1
votes

I'm facing a machine learning problem. Basically, I'm trying to classify some text into categories (labels), so this is a supervised classification algorithm. I have training data, with texts and their corresponding labels. Through a bag of words method, I've managed to transform each text into a list of most occuring words, just like in this image : bag of words

As you can see, the lists have different sizes (because of the input data where the text is sometimes very short...).

So now, I have a training data frame with these lists of words and their corresponding labels. However, I'm quite confused about how I should proceed next to implement my machine learning algorithm. How to modify the lists so that I can use a classifier ?

I've looked at one-hot-encoding, but the problem here is :

  • the different sizes of each list and the random place of each word inside the list
  • how to encode one list with the appearance of the possible 0s from an other list

---> example

INPUT:

L1= ['cat','dog','home','house']

L2=['fish','cat','dog']

OUTPUT:

Vector1 = [1,1,1,1,0]
Vector2=[1,1,0,0,1]

Also, just from this example I imagine that even if I did that, the resulting vectors might have a very important size.

I hope this makes sense, I'm quite new to machine learning. However, I'm not even sure the bag of words method I've made is really helping, so don't hesitate to tell me if you think I'm going in the wrong direction.

I'm using pandas and scikit-learn and it is my first time that I'm confronted to a text classification issue.

Thanks for you help.

1
What you have in your example looks pretty much like what you want. The problem with BOW models is they are extremely sparse. You may have a vector of size 50,000 to represent a sentence with only 5 words in it. That is one of the motivations for word2vec - dantiston
Have a look at MultilabelBinarizer and CountVectorizer from scikit. Here is my answer describing the use case you want to apply :- stackoverflow.com/a/42392689/3374996 - Vivek Kumar
Indeed, your example describes exactly what I wanted to do, now I've managed to get my lists of words into vectors.

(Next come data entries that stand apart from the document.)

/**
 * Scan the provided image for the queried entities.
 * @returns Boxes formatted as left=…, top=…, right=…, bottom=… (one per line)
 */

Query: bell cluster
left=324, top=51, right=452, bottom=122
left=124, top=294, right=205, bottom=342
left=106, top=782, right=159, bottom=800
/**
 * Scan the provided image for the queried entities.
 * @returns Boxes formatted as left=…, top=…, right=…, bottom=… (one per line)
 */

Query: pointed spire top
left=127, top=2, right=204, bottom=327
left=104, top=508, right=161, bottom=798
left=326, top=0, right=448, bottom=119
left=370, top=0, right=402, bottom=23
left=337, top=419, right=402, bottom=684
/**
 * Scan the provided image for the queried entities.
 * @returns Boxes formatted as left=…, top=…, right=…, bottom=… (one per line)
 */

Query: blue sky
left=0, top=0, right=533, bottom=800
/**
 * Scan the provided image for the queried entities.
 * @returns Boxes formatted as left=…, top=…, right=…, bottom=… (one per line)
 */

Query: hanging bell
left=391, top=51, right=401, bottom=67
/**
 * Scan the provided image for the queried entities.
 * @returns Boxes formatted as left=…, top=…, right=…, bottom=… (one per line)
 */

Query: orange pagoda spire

I will try to work with these new vectors. Thank you. And the number of total features is not that big so I guess my computer will be able to process it. - SL2017

1 Answers

1
votes

I would suggest using NLTK and specifically nltk.classify.naivebayes. Take a look at the example here: http://www.nltk.org/book_1ed/ch06.html. You will need to build a feature extractor. I would do something like the following (untested) code:

from nltk.classify import NaiveBayesClassifier

def word_feats(words):
    return dict([(word.lower(), True) for word in words])

train_data = [ (word_feats(L1), 'label1'), (word_feats(L2), 'label2') ]

classifier = NaiveBayesClassifier.train(train_data)

test_data = ["foo"]

classifier.classify(test_data)